To prevent mayor-by-decree Jean Ortiz from taking office, Prado’s supporters have spontaneously occupied Simón Planas’ central plaza. Their methods are peaceful: they broadcast loud patriotic music and their children play around the encampment. They speak of Prado’s victory as an expression of the “people’s will,” and say they won’t budge until they get a response from the government.

The case of Angel Prado and the township of Simón Planas is not unique. Now that the opposition has all but disappeared from view in Venezuela’s political panorama – in part because their violent tactics met with mass disapproval and in part because Maduro adopted most of their economic program – it is logical that contradictions among different Chavista tendencies should come to center stage.

In Caracas, alternative Chavist candidate Eduardo Saman, who was supported by the Communist Party (PCV), competed with the PSUV’s Erika Farías. Farías’ people played a dirty game, using overt clientelism to leverage voters and positioning party cadres around the poles to spread the rumor that her opponent had resigned. In this case, the unfair pressure on voters was unnecessary: Farías won by an ample margin because her opponent is little known, especially among younger voters.

Why does the government play so hard against Chavista alternatives, even against options that have emerged within the Chavista Grand Patriotic Pole bloc that includes (together with the PSUV) PPT, Tupamaros, Redes and the Communist Party? One answer is that political culture in this country has been despotic and clientelist for at least a century. The United Socialist Party (PSUV) was constructed in a great hurry, and it reproduced many of the most problematic characteristics of this culture of power.

Yet the recent rise in hardball politics also relates to the political conjuncture.
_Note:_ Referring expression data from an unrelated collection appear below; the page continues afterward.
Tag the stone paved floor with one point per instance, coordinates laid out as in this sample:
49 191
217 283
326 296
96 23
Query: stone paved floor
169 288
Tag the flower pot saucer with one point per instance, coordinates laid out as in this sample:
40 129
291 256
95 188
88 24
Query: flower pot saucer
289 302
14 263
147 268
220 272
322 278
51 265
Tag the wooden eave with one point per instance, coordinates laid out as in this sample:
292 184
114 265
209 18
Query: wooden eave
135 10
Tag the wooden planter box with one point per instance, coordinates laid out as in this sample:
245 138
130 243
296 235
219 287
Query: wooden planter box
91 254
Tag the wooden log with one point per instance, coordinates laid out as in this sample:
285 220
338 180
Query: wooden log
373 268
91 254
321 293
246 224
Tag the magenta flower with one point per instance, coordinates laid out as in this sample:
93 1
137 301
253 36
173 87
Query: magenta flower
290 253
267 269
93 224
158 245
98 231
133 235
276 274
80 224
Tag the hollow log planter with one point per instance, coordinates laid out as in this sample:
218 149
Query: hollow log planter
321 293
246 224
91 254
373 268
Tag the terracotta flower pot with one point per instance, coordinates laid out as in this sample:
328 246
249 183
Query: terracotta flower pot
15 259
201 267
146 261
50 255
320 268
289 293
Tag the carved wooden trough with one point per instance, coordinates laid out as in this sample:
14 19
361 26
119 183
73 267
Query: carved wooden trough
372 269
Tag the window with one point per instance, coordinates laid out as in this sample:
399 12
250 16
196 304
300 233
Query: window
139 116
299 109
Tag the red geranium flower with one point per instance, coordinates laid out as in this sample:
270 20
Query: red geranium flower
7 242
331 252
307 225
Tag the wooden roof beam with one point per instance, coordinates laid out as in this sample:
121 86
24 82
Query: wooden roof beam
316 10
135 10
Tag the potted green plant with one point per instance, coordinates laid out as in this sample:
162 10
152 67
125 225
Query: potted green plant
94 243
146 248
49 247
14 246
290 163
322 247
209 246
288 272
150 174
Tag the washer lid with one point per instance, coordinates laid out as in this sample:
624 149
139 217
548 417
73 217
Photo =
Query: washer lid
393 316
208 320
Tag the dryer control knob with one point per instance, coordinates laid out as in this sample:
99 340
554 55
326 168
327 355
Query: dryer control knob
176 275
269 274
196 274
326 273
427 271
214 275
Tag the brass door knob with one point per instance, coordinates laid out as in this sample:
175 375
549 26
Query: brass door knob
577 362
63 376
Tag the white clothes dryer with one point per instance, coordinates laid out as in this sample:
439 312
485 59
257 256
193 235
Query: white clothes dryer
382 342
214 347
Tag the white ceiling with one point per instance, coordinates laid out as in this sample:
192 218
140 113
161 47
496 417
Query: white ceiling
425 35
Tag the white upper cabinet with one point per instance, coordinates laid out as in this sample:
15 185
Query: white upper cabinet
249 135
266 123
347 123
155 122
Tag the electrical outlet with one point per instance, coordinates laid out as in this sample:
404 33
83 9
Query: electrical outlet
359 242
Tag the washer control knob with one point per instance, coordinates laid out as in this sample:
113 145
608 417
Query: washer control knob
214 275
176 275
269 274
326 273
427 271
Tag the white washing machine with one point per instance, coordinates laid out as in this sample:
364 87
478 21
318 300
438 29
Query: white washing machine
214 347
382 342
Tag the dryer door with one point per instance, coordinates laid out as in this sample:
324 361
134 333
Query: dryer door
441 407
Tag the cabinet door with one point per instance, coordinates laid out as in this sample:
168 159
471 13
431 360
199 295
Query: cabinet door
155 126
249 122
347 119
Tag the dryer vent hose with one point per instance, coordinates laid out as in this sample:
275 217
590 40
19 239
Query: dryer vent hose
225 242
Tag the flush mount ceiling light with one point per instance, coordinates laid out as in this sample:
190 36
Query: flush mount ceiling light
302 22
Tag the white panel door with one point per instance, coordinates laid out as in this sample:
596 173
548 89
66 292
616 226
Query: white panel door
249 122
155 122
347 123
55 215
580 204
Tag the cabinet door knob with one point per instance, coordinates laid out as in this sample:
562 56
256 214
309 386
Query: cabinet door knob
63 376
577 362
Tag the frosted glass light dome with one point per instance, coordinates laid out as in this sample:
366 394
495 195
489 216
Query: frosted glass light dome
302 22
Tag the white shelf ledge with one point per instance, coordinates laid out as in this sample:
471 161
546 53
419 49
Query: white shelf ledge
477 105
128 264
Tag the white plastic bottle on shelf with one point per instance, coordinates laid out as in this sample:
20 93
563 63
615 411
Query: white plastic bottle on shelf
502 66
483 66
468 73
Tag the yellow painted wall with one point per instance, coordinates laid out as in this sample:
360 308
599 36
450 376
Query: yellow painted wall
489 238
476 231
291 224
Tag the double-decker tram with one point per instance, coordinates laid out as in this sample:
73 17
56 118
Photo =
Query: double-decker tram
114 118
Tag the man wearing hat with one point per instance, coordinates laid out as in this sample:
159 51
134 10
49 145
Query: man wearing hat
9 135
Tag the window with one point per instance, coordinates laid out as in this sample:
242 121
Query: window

Governments and movements need unquestioning obedience when they are developing pacts with historical enemies that will damage their original bases. The Mexican PRI party worked in the same manner during its move to the right that began in the 1940s, after Lazaro Cárdenas’ presidency. In Venezuela, negotiations with the political opposition and generous concessions made to the local capitalist class speak for a similar “right turn” taking place under our noses.

The last year in Venezuela has seen the birth of mass organizations and projects such as Somos Venezuela and Plan Chamba Juvenil. The government has used these far from spontaneous movements to capture youth that know little about the original impulse of the Bolivarian Revolution. Because of the dire economic situation, they are easily attracted by modest stipends. Along with other stipend programs, such organizations form the base of a new Chavismo that the government feels it can count on for uncritical support, even when compromising with class enemies.

Chavistas who want to oppose this kind of pact and preserve the original socialist project will need a great deal of political shrewdness. Contradictions with the governing group need to be downplayed, since this group has Chávez’s mark of approval and is also a bulwark against imperialism. Nor can the different popular and grassroots Chavista movements work alone. Instead, they will need to organize across Venezuela’s vast territory and build a solid alliance between both urban and rural revolutionary Chavismo. Only then will this bloc be strong enough to maintain the course toward socialism.